To use this package, you first need to add it to your pubspec.yaml file like this:

dependencies:
  ioc: ^0.3.0

Next, create a dart file to bind all your services. I call mine ioc_locator.dart, you can call it whatever you want. The content of this file is:

import 'package:ioc/ioc.dart';

void iocLocator() {
  Ioc().bind('service1', (ioc) => InfoService());
}
  • Here, I'm binding the class(service) InfoService to a string "service1" which acts sort of like a key, and it is dynamic.
    Ioc().bind(key, (ioc) => Service());
    
  • The InfoService is another very simple class that just has a string in it called infoText.

Now, you want to run the iocLocator() function in the main file before your app runs, so import it and add it above your runApp() function like so:

void main() {
  iocLocator();
  runApp(MyApp());
}

Now you can use the data from that service in your widgets and files, I'll attempt to print the infoText out.

import 'package:flutter/material.dart';
import 'package:ioc/ioc.dart';

class IocView extends StatelessWidget {
  final infoService = Ioc().use('service1');

  @override
  Widget build(BuildContext context) {
    return Scaffold(
      body: Center(
        child: Text(infoService.infoText),
      ),
    );
  }
}

To see other cool features with the IoC package, check out their pub.dev page.

Get It

Get it is one of the more popular ways to handle DI in flutter apps. You can also register your dependencies as singletons, lazy singletons or factory.

  • A singleton will always return the same instance of that service.
  • A lazy Singleton will create the object on the first instance when it is called. This is useful when you have a service that takes time to start and should only start when it is needed.
  • A Factory will return a new instance of the service anytime it is called.
Usage

First, add get_it to your pubspec.yaml file:

get_it: ^3.1.0

Now, you can create a file to register all your objects, I'll call mine service_locator.dart, and place a single function in it called getServices().

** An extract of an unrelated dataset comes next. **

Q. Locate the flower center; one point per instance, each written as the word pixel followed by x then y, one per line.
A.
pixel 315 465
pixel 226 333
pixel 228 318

import 'package:get_it/get_it.dart';

GetIt getIt = GetIt.instance;

void getServices() {
  getIt.registerFactory(() => InfoService());
  getIt.registerSingleton(() => MyService());
  getIt.registerLazySingleton(() => OtherService());
}

As of version 2.0.0, get_it was remade into a singleton, you now get the same instance of get_it with GetIt.instance or GetIt.I.

Now place the getServices() function before running the app in your main.dart file:

void main() {
  setupLocator();
  runApp(MyApp());
}

To use the registered objects in your widgets, simply call locator.get<Type>() or locator<Type>(), where type, in our case, is InfoService.

class InfoView extends StatelessWidget {
  final infoService = getIt.get<InfoService>();

  @override
  Widget build(BuildContext context) {
    return Scaffold(
      body: Center(
        child: Text(infoService.infoText),
      ),
    );
  }
}

Why Should I Use Dependency Injection?

  • DI is helpful for better development experience.
  • Adding a bit of structure to your projects.
  • Great for mocking objects when writing tests.